Paying your business tax bill: how much and how
- If you fill out a paper return, HMRC will send you a letter telling you how much tax you owe.
- If you do it online it's calculated on-the-spot.
- Your total tax bill takes account of the financial year ahead as well as the one you've just reached the end of. So in addition to what you owe for this tax year (your 'balancing payment'), you have to pay the same amount again to have it on account for the following tax year - since HMRC predicts you will owe the same in tax from one year to the next. (You need to notify your tax office if you expect to owe a very different amount in the following tax year.)
- The payment on account (for the year ahead) is split equally and paid in two instalments - the first combined with your balancing payment for the tax year that's just finished and due by 31st January, the second by July 31st.
- When you get to the end of the next tax year, any balance owed to you or that you owe, according to what you paid on account the previous year, is added to or deducted from your balancing payment for that year. In other words, if your tax bill is different from the previous year's tax bill, you will either have to pay HMRC the extra bit you owe on top of what you paid last year on account (if you owe more tax than you did last year), or they will knock what they now owe you off your current bill (if what you paid on account the previous year was more than you actually owe).
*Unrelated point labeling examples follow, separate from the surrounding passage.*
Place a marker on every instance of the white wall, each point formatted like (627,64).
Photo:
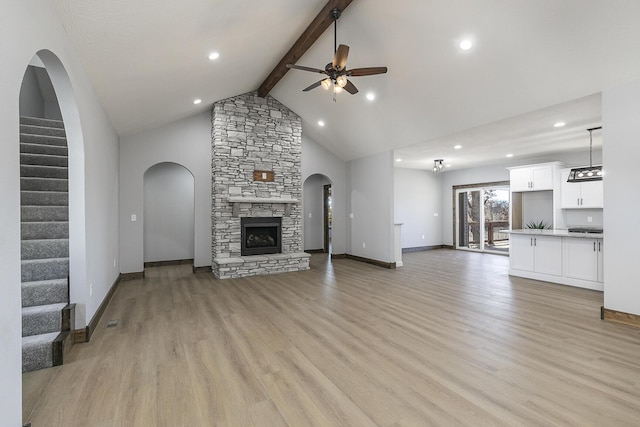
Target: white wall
(186,142)
(416,199)
(318,160)
(621,136)
(313,211)
(168,213)
(30,27)
(370,185)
If you owed £1,000 for the tax year 2008/09, HMRC will assume that you'll owe another £1,000 in 2009/10. That means you have to pay £1,500 by January 31st, 2010 - your balancing payment for 2008/09 plus the first instalment of your payment on account for 2009/10. Then you pay another £500 by July 31st, 2010 - the second instalment of your payment on account for 2009/10. If, say, you then got to the end of 2010 and realised that you actually owed £1,200 for tax year 2009/10, you'd have to pay £200 by January 31st, 2011 as your balancing payment for 2009/10 (£1,200 less the £1,000 you'd already paid on account).
- You can pay by debit card, by phone, cheque, post office, or online - you'll need your taxpayer reference number.
- Paper returns: in by October 31st
- Online returns: completed by January 31st
- Penalty for late return is £100
- First instalment for tax payment: by January 31st (which means if you fill out your online return on 30th January, you'll have to pay on the same day)
- Second instalment for tax payment: by July 31st
What do I do as a limited company?
You need to pay corporate tax. Find out more in this guide on how to calculate tax for a limited company.
I'm part of a partnership - who fills out what?
Each partner needs to complete partnership pages as part of their individual tax return, but only one partner has to complete the partnership tax return.
What happens if I didn't make any profit or I made a loss?
Unfortunately, if you registered as self-employed, you still need to complete a return and send it off in time. The return shows you where to indicate whether you've made a net profit or loss.
What if I don't know the exact figures I need to put in?
HMRC advises you to use an estimate - a figure you want HM Revenue & Customs (HMRC) to accept as your final figure - or a provisional figure - one you want to use until you can confirm the actual amount (you must tell HMRC it is a provisional figure).
But it's best to give them a call on 0845 900 0444 to check either way.
What if I don't know whether I was paid through PAYE or not for work I did?
Your first stop would be to get in touch with the person who paid you for the work, but if that's not an option, call HMRC on 0845 900 0444 for advice, as there are different solutions for different situations.
What if I don't have my P45?
As above, your first stop would be to get in touch with your former employee, but if that's not an option, call HMRC on 0845 900 0444 for advice.